- Born: February 1958 (age 68) Georgia, United States
- Education: University of Georgia (BBA)
- Known for: American Businesswoman

= M. Michele Burns =

American businesswoman

Martha Michele Burns (born February 1958 in Georgia) is an American businesswoman. She was chairman and CEO of Mercer between 2006 and 2011 and was director on the boards of a number of major American companies, including Cisco Systems, Wal-Mart, and Goldman Sachs.

==Education==
She received a Bachelor of Business Administration summa cum laude from the University of Georgia in 1979, a Master of Accountancy from the same university in 1980.

==Early career==
From 1981 to 1999, she worked for Arthur Andersen as a Senior Tax Partner.

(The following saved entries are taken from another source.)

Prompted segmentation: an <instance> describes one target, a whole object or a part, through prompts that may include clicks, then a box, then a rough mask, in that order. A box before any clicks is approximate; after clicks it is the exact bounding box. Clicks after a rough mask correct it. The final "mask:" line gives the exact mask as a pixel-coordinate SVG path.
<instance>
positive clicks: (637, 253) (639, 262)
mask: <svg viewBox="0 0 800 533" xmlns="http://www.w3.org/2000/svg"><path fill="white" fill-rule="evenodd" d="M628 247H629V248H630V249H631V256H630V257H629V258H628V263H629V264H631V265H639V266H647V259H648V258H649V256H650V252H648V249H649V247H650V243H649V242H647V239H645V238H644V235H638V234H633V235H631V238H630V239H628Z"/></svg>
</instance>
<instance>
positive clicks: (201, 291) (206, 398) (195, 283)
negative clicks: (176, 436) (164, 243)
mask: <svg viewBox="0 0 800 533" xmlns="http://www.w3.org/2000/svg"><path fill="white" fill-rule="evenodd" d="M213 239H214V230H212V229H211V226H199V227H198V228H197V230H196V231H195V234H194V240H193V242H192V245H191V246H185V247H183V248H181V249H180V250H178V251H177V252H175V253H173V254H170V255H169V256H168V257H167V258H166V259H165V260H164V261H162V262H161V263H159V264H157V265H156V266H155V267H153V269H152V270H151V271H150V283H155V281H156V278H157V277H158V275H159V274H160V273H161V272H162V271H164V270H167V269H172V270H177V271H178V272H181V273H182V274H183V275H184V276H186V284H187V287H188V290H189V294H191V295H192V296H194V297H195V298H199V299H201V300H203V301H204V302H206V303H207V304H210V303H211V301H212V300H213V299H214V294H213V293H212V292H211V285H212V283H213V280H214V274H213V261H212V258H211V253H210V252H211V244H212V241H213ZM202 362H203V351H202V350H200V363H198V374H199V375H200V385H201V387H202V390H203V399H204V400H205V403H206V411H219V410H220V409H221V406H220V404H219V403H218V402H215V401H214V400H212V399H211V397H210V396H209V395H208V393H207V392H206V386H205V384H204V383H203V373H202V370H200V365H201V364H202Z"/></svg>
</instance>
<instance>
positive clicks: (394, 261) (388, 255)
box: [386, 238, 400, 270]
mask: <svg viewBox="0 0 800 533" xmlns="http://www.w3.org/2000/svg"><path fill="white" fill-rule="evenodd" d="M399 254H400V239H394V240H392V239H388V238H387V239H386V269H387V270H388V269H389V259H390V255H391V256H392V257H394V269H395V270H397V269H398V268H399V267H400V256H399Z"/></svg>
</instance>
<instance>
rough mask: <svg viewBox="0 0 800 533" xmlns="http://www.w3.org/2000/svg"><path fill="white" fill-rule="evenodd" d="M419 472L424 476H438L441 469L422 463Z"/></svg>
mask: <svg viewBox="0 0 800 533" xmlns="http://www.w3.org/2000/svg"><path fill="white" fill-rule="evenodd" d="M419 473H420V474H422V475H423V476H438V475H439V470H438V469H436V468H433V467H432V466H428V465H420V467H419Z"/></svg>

She served as Vice President for Corporate Tax of Delta Air Lines from 1999 to 2000, and as its Executive Vice President and Chief Financial Officer from 2000 to 2004. From 2004 to 2006, she served as EVP, CFO and restructuring officer of Mirant.

==CEO and director==
From 2006 to 2011, she served as Executive Vice President and Chief Financial Officer of Marsh & McLennan, and Chairman and CEO of Mercer. She sits on the Boards of Directors of Cisco Systems. Previously, she sat on the Boards of Wal-Mart, Goldman Sachs, Orbitz and Worldspan.

==Support of politics and arts==
She supports the Democratic Party. She has supported Al Gore and Hillary Clinton, and she has made donations to EMILY's List. She sits on the Boards of Trustees of the Atlanta Symphony Orchestra and the Elton John AIDS Foundation, where she serves as Treasurer. In 2010, she earned $4,648,029.00.